—Grand merci! je ne veux nullement me charger de ton cadeau volé.
—Vous né voulez pas donc mé faire plaisir, à moi qui voulais vous rendre oun service?
—Le service le plus signalé que tu puisses me rendre, c'est celui de me quitter et de me laisser continuer ma route.
—Comment! vous né voulez pas accepter seulement mon pétit baril? Vous n'avez pas raison, mon capitan. Jé né suis pas toujours d'aussi belle houmour. A bord des autres navires jé né donne pas, jé prends; et à bord de celui-ci, jé veux donner et l'on né veut pas prendre.... Vous mé permettrez bien cépendant de danser au moins une pétite contredanse avecqué vos hommes et dé boire tranquillement un pétit coup dé partance, à votre chère santé et vostre bon viage?
Ma conversation avec Toutes-Nations, dont je désirais vivement me débarrasser, se serait probablement prolongée au-delà des limites que j'aurais voulu lui assigner, sans un incident inattendu qui vint y mettre brusquement un terme.
Maître Boissauveur, qui s'était perché sous un prétexte quelconque sur le couronnement du navire, comme pour visiter l'écoute du gui, mais bien réellement pour ne pas perdre un mot de mon entretien avec Toutes-Nations, se prit à crier en regardant derrière: Navire!
—Navire? s'écria aussitôt Toutes-Nations en me quittant pour courir vers le maître.
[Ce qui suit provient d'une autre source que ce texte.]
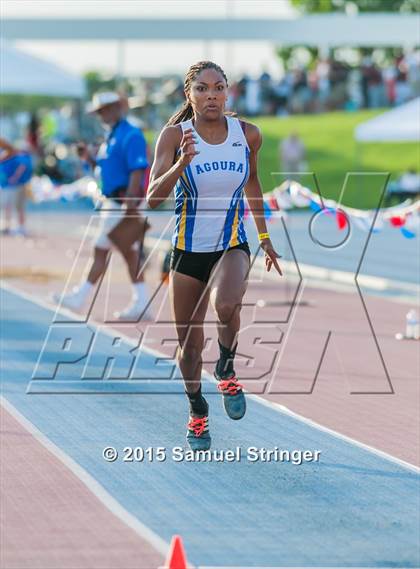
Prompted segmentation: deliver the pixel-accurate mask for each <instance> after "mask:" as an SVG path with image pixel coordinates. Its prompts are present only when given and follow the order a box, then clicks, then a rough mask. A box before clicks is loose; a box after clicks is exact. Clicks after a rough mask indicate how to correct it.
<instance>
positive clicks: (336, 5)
mask: <svg viewBox="0 0 420 569" xmlns="http://www.w3.org/2000/svg"><path fill="white" fill-rule="evenodd" d="M291 2H292V5H293V6H294V7H295V8H297V9H298V10H299V11H301V12H303V13H306V14H313V13H322V12H345V11H346V6H350V5H353V6H356V7H357V9H358V11H359V12H405V13H413V12H417V13H419V12H420V2H419V0H291Z"/></svg>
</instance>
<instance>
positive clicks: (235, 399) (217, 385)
mask: <svg viewBox="0 0 420 569" xmlns="http://www.w3.org/2000/svg"><path fill="white" fill-rule="evenodd" d="M214 377H215V378H216V379H217V381H218V382H219V383H218V384H217V389H218V390H219V391H220V393H221V394H222V395H223V407H224V408H225V411H226V414H227V415H228V417H230V418H231V419H234V420H235V421H237V420H238V419H242V417H243V416H244V415H245V411H246V400H245V395H244V392H243V391H242V387H243V385H242V384H241V383H239V381H238V380H237V379H236V377H235V375H231V376H230V377H227V378H223V377H220V376H219V375H218V374H217V373H216V372H214Z"/></svg>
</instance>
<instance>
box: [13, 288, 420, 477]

Et où donc voyez-vous un navire, maître Boissauveur?
—Pardieu! où je le vois? et où ce qu'il est apparemment, car il me serait bigrement difficile de le voir peut-être là où ce qu'il ne serait pas! Tu ne vois donc pas, maître forban que tu es, dans la direction de ma main, un ship qui s'est couvert de toile!... Il est pourtant assez gros comme ça et assez près de nous, sans qu'il soit besoin de te le dire, espèce de pas grand'chose!
Toutes-Nations n'eut pas plutôt jeté les yeux sur la partie de l'horizon que lui indiquait Boissauveur d'une façon un peu dédaigneuse, que je le vis monter comme un chat dans mes grands haubans pour mieux observer apparemment le navire aperçu; mais perdant pour le coup sa loquacité ordinaire, il redescendit bientôt des barres de perroquet sans dire mot et avec autant d'agilité qu'il en avait mis pour y monter.
—A revoir, bon viage, capitan, me dit-il une fois descendu sur le pont. C'est un bastiment qué jé veux visiter, et à celui-là, jé né lui donnerai pas un pétit baril d'Oporto.